Le pont de Steenhove est là, avec ses deux arches basses.

Ils le traversent.

Un chemin bien entretenu suit la rive gauche de la rivière, escalade le flanc de la colline de Bellevue d’Hal.

Les deux amis arrivent au sommet. Ils regardent vers Waterloo.

De ce point, Mont-Saint-Jean, Hougoumont, la Belle-Alliance, les corps d’armée en masses sombres leur apparaissent.

Et comme ils observent, des fumées blanches jaillissent de cent endroits différents, bientôt suivies de détonations assourdies.

Vidal consulte sa montre. Il est onze heures trente-cinq du matin. La bataille de Waterloo commence.

Personne ne le soupçonne encore, mais le destin a accompli son œuvre. La pluie diluvienne de la veille a retardé le choc de cinq heures. En dépit des fautes commises, ces cinq heures eussent encore permis l’écrasement de Wellington avant l’arrivée de ses alliés, mais il importait à la réalisation des desseins inexplicables du destin que la France fût victime. Quelques nuages se résolvant en ondée, suffirent à vaincre l’Invincible.
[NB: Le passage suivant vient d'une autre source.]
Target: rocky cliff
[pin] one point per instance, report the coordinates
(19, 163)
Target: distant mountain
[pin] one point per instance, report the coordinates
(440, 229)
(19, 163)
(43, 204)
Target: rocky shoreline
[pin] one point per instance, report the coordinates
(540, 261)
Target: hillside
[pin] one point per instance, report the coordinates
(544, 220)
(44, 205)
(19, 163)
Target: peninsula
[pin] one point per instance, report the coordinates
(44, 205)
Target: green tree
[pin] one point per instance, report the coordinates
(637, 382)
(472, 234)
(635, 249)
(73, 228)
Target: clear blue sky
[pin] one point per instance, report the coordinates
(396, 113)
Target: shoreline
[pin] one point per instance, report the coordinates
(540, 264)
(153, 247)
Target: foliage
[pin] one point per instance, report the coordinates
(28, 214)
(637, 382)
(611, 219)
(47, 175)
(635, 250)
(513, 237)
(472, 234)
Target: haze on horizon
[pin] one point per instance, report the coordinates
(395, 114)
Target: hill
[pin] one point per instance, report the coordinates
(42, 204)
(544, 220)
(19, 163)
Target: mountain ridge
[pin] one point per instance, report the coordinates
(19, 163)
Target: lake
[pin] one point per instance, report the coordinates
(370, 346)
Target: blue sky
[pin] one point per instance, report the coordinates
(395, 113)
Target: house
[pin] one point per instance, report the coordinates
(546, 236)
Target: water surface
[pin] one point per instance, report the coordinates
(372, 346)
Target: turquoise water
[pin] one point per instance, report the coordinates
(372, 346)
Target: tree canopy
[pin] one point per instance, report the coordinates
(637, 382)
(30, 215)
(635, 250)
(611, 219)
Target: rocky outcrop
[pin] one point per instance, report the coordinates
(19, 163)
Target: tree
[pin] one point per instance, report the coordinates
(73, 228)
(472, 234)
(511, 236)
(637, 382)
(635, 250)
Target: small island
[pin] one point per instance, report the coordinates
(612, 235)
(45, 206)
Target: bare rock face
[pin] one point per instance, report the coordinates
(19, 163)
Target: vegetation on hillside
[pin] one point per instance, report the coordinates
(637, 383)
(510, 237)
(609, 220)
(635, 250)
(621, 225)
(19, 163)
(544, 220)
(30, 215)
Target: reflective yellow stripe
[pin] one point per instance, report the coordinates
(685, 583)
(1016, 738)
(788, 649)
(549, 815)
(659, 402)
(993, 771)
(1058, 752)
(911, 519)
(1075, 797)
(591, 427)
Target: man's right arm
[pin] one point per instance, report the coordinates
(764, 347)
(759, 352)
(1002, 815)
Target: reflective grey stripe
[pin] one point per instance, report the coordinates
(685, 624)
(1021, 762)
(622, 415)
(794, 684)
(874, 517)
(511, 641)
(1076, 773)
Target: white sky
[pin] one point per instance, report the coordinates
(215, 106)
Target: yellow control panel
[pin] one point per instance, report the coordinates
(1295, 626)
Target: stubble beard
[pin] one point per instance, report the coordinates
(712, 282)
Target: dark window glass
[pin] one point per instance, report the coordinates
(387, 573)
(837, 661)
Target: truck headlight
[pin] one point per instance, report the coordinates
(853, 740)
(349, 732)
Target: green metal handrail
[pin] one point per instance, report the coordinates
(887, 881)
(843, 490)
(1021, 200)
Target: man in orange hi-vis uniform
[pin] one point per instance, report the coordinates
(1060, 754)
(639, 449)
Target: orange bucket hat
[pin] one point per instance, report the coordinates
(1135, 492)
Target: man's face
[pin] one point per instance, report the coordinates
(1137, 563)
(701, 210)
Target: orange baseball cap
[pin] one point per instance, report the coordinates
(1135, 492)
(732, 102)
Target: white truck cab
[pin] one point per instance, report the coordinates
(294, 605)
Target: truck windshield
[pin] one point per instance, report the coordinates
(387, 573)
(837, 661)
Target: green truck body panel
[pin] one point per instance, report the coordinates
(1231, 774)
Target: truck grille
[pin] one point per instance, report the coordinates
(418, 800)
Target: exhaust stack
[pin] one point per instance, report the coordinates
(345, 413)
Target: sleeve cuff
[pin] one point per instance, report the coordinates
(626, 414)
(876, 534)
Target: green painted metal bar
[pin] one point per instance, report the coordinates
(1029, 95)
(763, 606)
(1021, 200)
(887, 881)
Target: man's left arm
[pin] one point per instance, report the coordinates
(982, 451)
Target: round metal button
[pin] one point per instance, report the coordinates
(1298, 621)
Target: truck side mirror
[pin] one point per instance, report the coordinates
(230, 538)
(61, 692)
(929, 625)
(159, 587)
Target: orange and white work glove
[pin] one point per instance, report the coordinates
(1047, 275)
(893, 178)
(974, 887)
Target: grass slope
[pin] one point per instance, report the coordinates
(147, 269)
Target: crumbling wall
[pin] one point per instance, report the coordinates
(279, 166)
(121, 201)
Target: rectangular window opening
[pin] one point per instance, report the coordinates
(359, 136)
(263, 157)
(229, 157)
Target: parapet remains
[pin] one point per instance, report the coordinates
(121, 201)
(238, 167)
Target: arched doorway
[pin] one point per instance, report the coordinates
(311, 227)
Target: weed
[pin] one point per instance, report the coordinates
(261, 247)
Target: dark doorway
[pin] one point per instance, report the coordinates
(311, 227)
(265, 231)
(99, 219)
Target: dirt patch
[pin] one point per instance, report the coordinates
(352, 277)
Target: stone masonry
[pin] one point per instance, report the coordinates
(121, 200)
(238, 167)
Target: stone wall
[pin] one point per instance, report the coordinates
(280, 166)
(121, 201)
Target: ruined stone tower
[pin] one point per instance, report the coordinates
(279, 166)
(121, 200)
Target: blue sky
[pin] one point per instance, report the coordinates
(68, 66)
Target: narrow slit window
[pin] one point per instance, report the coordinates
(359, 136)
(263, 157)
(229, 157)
Mais ces pensées mornes ne vinrent pas aux deux amis.

— L’Empereur engage sa bataille, s’écria Espérat, engageons la nôtre. Sans cela, il aura triomphé d’une armée avant que nous ayons eu raison d’un homme.

À ses yeux, rapide, fulgurant, passa le souvenir de ce qu’était cet homme. Mais il le chassa bien vite :

— En avant.

Le chemin continuait sur la pente opposée. Quelques pas encore et le sommet leur cacha la plaine de Waterloo. Leurs oreilles seules les avertirent désormais que l’attaque des positions anglaises devenait générale.

Après un dernier détour, le commandant s’arrêta brusquement. Espérat l’imita. Une émotion poignante les paralysa un instant.

Le but de leur expédition était là sous leurs yeux.

À quelques mètres, le ruisseau de Mollenbecke courait vers l’est, où il allait confondre ses eaux avec celles de la Senne.

Des blocs de rochers, des cailloux, jetés en travers de son cours, indiquaient de quelle façon le franchissaient les piétons, arrivant par la sente de Bellevue d’Hal.

Sur l’autre rive une maison de briques, au toit d’ardoises, se dressait, longée par la route qui se continuait dans la direction du nord.